LONDON (The Deal) -- Amid persistent speculation, AT&T (T) on Monday, Jan. 27, said it has no plans to make an offer for U.K. rival Vodafone Group (VOD) but didn't entirely close the door on an approach.
"At the request of the U.K. Takeover Panel, AT&T confirms that it does not intend to make an offer for Vodafone. Accordingly, AT&T is bound by the restrictions under Rule 2.8 of the U.K. Takeover Code," the Dallas company said.
Outlets including Sky News said AT&T CEO Randall Stephenson had met with European Commission Vice President Nellie Kroes to discuss the possible regulatory response to moves including a Vodafone bid. The article was one of a series to link AT&T and Vodafone as the once-monopoly provider begins to look outside the U.S. for growth.
The Takeover Code rule referenced in the statement now prohibits AT&T from bidding for Vodafone within six months under most circumstances but AT&T could make an offer if another suitor appears. Most reports said AT&T was months away from a formal approach anyway and Monday's statement won't therefore necessarily kill speculation. Kroes, who is the EU's digital commissioner, and Stephenson reportedly met while in Davos for the World Economic Forum.

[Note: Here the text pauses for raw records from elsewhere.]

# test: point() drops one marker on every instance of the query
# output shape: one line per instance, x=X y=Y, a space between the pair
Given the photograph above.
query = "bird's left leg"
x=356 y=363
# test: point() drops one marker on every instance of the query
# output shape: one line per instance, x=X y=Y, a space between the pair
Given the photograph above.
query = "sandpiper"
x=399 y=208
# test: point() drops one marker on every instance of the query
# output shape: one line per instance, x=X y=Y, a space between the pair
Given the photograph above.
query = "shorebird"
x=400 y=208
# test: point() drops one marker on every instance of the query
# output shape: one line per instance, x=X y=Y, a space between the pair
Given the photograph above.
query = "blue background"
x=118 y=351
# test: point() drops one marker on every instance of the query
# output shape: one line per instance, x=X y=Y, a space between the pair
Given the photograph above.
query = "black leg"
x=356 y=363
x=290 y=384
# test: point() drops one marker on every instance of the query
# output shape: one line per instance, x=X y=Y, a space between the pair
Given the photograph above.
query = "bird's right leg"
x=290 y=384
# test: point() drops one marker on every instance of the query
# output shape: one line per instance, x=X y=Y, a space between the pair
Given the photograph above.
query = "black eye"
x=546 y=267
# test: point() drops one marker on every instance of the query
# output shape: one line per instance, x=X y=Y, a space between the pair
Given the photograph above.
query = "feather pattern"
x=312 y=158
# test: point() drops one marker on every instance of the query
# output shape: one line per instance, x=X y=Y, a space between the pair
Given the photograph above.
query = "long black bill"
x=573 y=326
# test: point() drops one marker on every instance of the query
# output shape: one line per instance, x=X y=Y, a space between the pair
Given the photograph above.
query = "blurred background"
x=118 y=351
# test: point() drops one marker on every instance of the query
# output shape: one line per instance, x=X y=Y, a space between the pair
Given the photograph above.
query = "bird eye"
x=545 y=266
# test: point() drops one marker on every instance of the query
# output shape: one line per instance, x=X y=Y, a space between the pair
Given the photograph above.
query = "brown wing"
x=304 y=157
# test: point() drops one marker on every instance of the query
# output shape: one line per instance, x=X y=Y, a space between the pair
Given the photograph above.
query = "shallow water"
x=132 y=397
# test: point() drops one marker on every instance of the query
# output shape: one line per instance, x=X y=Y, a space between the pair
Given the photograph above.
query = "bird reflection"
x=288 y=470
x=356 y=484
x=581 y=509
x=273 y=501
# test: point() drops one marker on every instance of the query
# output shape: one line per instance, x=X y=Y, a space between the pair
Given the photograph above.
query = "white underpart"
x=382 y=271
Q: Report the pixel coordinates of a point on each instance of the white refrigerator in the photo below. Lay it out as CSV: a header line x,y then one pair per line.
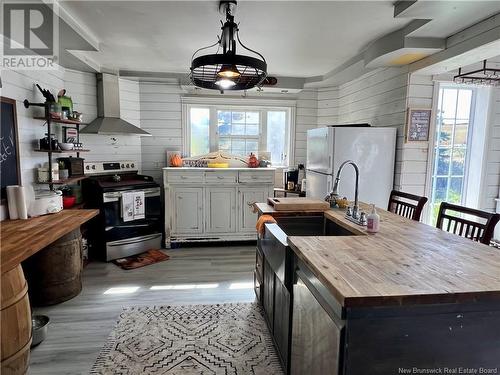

Vodafone shares tumbled 5.4% in late morning trade following the announcement. The stock slid 12.50 pence to 220.05 pence, valuing Vodafone at 104.7 billion pounds ($172.95 billion).
Vodafone's nine-figure market cap would make any deal difficult for AT&T, which has a slightly lower - albeit also nine-figure - valuation.
Analysts have said a takeover would certainly give AT&T international heft but would also saddle it with problematic Vodafone businesses in southern Europe with little leeway for extra investment.